Em Agosto o Versa subiu 14,7%, quase o dobro dos 7,5% da bolsa. Como o fundo carregou uma exposição líquida média de 164%, a alta da bolsa foi a maior responsável pelo resultado do mês. O aumento da exposição foi feito no início de Julho através de opções de compra (calls) de índice Bovespa, Usiminas, Banco do Brasil e Petrobrás. A principal vantagem de utilizar opções é a assimetria entre risco e retorno que elas fornecem. Ao comprar opções com vencimento em 2 a 3 meses, a exposição que obtém-se ao ativo objeto é geralmente 10 vezes o patrimônio investido. Assim, a partir de uma queda de 10% no ativo objeto, o prejuízo com as opções de compra é menor do que com uma posição de mesma exposição no ativo. Por outro lado, quando o papel sobe, a exposição gerada pelas opções aumenta e os ganhos são ilimitados. Por isso, a utilização de opções para alavancagem ou proteção é uma característica do Versa e está no conjunto de regras do fundo, disponível na página sobre a Estratégia.

Livro Posição Líquida Lucro (Prejuízo)
Long 190% 14,2%
Short -108% -3,9%
Opções 83% 7,2%
CDI 90% 0,7%
Taxas -3,2%
Resultado   14,7%

 

A empresa da carteira de maior destaque no mês foi Usiminas que subiu incríveis 33%. A ação foi impulsionada pelo anúncio de aumento de preço do aço no mercado interno, fruto das altas no mercado externo, e pela perspectiva de melhora na demanda com a recuperação da economia. O setor automotivo, por exemplo, que é um dos maiores clientes das siderúrgicas, voltou a aumentar a produção.
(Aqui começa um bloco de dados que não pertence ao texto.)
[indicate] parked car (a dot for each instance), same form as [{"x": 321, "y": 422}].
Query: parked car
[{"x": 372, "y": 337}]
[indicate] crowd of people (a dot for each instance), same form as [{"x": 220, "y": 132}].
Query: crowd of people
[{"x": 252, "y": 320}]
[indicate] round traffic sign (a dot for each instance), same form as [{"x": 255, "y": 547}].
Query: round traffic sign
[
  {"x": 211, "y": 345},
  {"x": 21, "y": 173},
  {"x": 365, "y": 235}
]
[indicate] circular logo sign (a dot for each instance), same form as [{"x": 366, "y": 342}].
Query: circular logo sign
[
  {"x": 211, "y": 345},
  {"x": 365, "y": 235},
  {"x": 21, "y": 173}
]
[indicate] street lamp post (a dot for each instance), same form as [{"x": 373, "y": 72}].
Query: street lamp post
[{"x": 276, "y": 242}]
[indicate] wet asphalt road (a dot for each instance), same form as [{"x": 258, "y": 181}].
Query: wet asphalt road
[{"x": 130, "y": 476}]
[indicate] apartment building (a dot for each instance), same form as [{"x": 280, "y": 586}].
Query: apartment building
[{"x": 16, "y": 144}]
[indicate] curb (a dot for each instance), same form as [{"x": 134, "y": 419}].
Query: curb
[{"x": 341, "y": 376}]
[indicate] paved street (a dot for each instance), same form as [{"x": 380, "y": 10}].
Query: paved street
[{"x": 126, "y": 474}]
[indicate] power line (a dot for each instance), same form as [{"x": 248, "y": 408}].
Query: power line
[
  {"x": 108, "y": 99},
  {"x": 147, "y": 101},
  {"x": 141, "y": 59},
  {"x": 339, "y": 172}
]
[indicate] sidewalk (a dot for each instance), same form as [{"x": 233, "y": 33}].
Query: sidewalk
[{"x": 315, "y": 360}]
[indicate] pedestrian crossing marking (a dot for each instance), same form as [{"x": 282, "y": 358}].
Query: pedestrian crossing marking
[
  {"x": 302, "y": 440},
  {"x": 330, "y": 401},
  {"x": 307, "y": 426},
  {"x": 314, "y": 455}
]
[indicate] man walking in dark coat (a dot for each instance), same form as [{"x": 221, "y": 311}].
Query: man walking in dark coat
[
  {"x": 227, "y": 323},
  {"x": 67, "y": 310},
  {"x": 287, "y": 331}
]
Na esteira de Usiminas, Gerdau subiu 11,4%, e juntas as posições geraram 5,5% de lucro para a carteira. A maior contribuição para o resultado do fundo, porém, foi mais uma vez a Locamérica que subiu 11,5% e gerou 6,4% de ganho. O destaque negativo foi o setor de construção, que perdeu 1,8% com a queda de 7,6% da Direcional parcialmente compensada pela alta de 4,1% da Even.

Posicionamento

Após subir 38% no ano passado e 20% esse ano, a bolsa está de volta às máximas históricas. As perspectivas para a economia melhoraram e agora as projeções do PIB estão sendo revisadas para cima. Os recém descobertos áudios da JBS viraram munição de Temer contra a Procuradoria Geral da República e a nova denúncia que está por vir. As nuvens enfim se dissiparam e os ativos de risco re-precificaram. O momento positivo sobre as expectativas conjugado à melhora operacional das empresas justifica a posição comprada, porém aumentamos as posições vendidas a descoberto de forma a reduzir a posição líquida caixa (que considera as opções pelo prêmio) de 90% para 75% (gráfico disponível em Estratégia). Ainda assim, a alta dos papéis causou o aumento da exposição através das opções, o que compensou as vendas a descoberto e manteve a posição líquida total (que considera as opções pela exposição) estável. Na renda-fixa, após a intensa queda na curva de juros a expectativa de cortes passou a ser otimista o suficiente para justificar a compra da taxa como uma proteção para a carteira. Os vencimentos mais curtos têm menor risco que os mais longos, por isso são instrumentos menos potentes, por outro lado têm menor downside, o que dá o conforto necessário para a utilização como hedge.